Doctors can pray with their patients – as long as they ensure patients are receptive to the offer.
Three separate pronouncements in the last month have appeared to clarify a controversial position for healthcare professionals.
While conversations about faith should not be a starting point, “doctors can, however, sensitively explore whether a patient may wish to discuss their own faith when it is appropriate to their care and then provide spiritual support if this is what the patient wants,” according to Niall Dickson, the GMC’s chief executive.
Elsewhere, a magazine for general practitioners, Pulse, reported that the GMC was standing by comments from its assistant director, Jane O’Brien, in a letter in The Daily Telegraph in 2009.

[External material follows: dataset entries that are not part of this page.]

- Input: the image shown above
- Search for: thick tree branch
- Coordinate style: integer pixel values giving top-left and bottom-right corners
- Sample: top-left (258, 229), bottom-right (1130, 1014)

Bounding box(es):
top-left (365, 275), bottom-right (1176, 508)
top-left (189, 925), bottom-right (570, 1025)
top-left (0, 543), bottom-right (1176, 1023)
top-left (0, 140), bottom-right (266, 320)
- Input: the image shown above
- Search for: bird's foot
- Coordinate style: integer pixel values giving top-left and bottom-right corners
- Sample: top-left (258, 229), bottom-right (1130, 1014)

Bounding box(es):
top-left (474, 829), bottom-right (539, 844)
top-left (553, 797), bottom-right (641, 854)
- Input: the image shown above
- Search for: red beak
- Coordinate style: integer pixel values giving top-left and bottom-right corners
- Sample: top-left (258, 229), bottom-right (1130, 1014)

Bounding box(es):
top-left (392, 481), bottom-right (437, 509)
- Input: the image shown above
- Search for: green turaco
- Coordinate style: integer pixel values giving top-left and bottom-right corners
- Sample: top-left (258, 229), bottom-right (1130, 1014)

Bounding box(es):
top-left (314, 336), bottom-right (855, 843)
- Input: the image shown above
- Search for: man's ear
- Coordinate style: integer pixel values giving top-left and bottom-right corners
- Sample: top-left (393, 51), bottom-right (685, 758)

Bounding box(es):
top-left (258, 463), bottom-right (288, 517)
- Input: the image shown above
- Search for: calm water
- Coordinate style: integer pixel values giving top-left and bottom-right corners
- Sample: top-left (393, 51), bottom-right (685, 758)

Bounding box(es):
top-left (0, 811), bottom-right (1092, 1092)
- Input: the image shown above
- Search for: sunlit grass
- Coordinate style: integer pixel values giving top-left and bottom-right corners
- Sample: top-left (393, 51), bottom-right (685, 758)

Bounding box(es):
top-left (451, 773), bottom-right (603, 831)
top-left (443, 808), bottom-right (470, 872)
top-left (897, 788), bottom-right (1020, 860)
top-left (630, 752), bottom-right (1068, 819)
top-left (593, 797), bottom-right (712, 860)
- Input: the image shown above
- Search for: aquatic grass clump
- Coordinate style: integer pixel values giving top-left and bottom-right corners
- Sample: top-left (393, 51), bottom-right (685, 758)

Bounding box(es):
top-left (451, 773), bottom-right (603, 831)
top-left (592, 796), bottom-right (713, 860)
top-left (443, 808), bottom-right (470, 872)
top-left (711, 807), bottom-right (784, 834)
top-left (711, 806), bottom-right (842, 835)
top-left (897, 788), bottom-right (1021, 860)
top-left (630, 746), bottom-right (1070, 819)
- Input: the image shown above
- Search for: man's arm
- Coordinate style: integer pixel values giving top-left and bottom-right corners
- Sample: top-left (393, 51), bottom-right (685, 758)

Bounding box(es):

In the letter, O’Brien said nothing in the GMC’s guidelines precludes doctors from praying with their patients.
The issue of faith and patients has caused some controversy.
In 2008, a Baptist nurse, Caroline Petrie, was suspended for offering to pray with a patient. She was later reinstated.
In May, Dr. Richard Scott said he would formally reject an official warning from the GMC for discussing his faith with a patient.
Graham McAll, who has worked as a general surgeon and inner city general practitioner, has published a book, “At a Given Moment: Faith Matters in Healthcare Encounters,” which clarifies misunderstandings about what constitutes acceptable behavior and explains how the clinician’s own faith can be expressed.
GMC guidelines currently strike a “wise balance,” McAll said. He welcomed Dickson’s comments.
“It is great that the GMC understands that exploring patients’ worldview with them is often important in the context of how they will respond to illness,” McAll said.
“We know that if a patient wishes to discuss issues of faith, they are more likely to welcome an offer of prayer.
“These comments by Niall Dickson should help healthcare workers be less fearful as they sensitively, gently and respectfully ask simple questions about their patient’s faith and discuss the implications or, on occasion, offer prayer.
“I support the GMC guidelines as currently written. They strike a wise balance. They do not intend to restrict a clinician’s freedom of speech and they encourage us to make the needs of the patient our first concern, as we seek the truth of the situation together.”